| From foo@baz Wed May 31 09:13:34 JST 2017 |
| From: Eric Dumazet <edumazet@google.com> |
| Date: Thu, 11 May 2017 15:24:41 -0700 |
| Subject: netem: fix skb_orphan_partial() |
| |
| From: Eric Dumazet <edumazet@google.com> |
| |
| |
| [ Upstream commit f6ba8d33cfbb46df569972e64dbb5bb7e929bfd9 ] |
| |
| I should have known that lowering skb->truesize was dangerous :/ |
| |
| In case packets are not leaving the host via a standard Ethernet device, |
| but looped back to local sockets, bad things can happen, as reported |
| by Michael Madsen ( https://bugzilla.kernel.org/show_bug.cgi?id=195713 ) |
| |
| So instead of tweaking skb->truesize, lets change skb->destructor |
| and keep a reference on the owner socket via its sk_refcnt. |
| |
| Fixes: f2f872f9272a ("netem: Introduce skb_orphan_partial() helper") |
| Signed-off-by: Eric Dumazet <edumazet@google.com> |
| Reported-by: Michael Madsen <mkm@nabto.com> |
| Signed-off-by: David S. Miller <davem@davemloft.net> |
| Signed-off-by: Greg Kroah-Hartman <gregkh@linuxfoundation.org> |
| --- |
| net/core/sock.c | 20 ++++++++------------ |
| 1 file changed, 8 insertions(+), 12 deletions(-) |
| |
| --- a/net/core/sock.c |
| +++ b/net/core/sock.c |
| @@ -1687,28 +1687,24 @@ EXPORT_SYMBOL(skb_set_owner_w); |
| * delay queue.

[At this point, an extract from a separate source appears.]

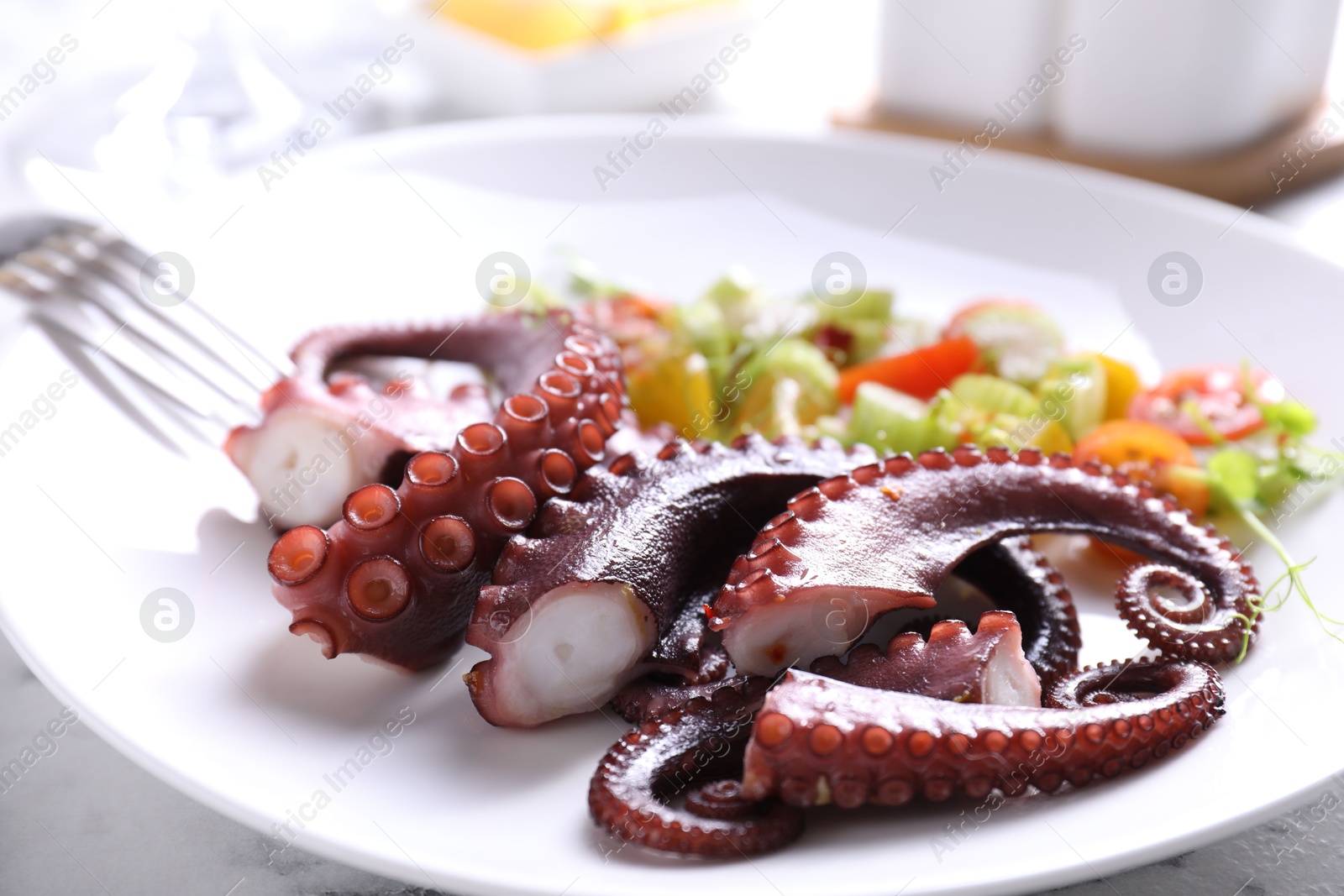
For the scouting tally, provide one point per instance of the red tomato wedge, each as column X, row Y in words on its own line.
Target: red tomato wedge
column 1216, row 390
column 921, row 372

We want to allow the owner socket to send more |
| * packets, as if they were already TX completed by a typical driver. |
| * But we also want to keep skb->sk set because some packet schedulers |
| - * rely on it (sch_fq for example). So we set skb->truesize to a small |
| - * amount (1) and decrease sk_wmem_alloc accordingly. |
| + * rely on it (sch_fq for example). |
| */ |
| void skb_orphan_partial(struct sk_buff *skb) |
| { |
| - /* If this skb is a TCP pure ACK or already went here, |
| - * we have nothing to do. 2 is already a very small truesize. |
| - */ |
| - if (skb->truesize <= 2) |
| + if (skb_is_tcp_pure_ack(skb)) |
| return; |
| |
| - /* TCP stack sets skb->ooo_okay based on sk_wmem_alloc, |
| - * so we do not completely orphan skb, but transfert all |
| - * accounted bytes but one, to avoid unexpected reorders. |
| - */ |
| if (skb->destructor == sock_wfree |
| #ifdef CONFIG_INET |
| || skb->destructor == tcp_wfree |
| #endif |
| ) { |
| - atomic_sub(skb->truesize - 1, &skb->sk->sk_wmem_alloc); |
| - skb->truesize = 1; |
| + struct sock *sk = skb->sk; |
| + |
| + if (atomic_inc_not_zero(&sk->sk_refcnt)) { |
| + atomic_sub(skb->truesize, &sk->sk_wmem_alloc); |
| + skb->destructor = sock_efree; |
| + } |
| } else { |
| skb_orphan(skb); |
| } |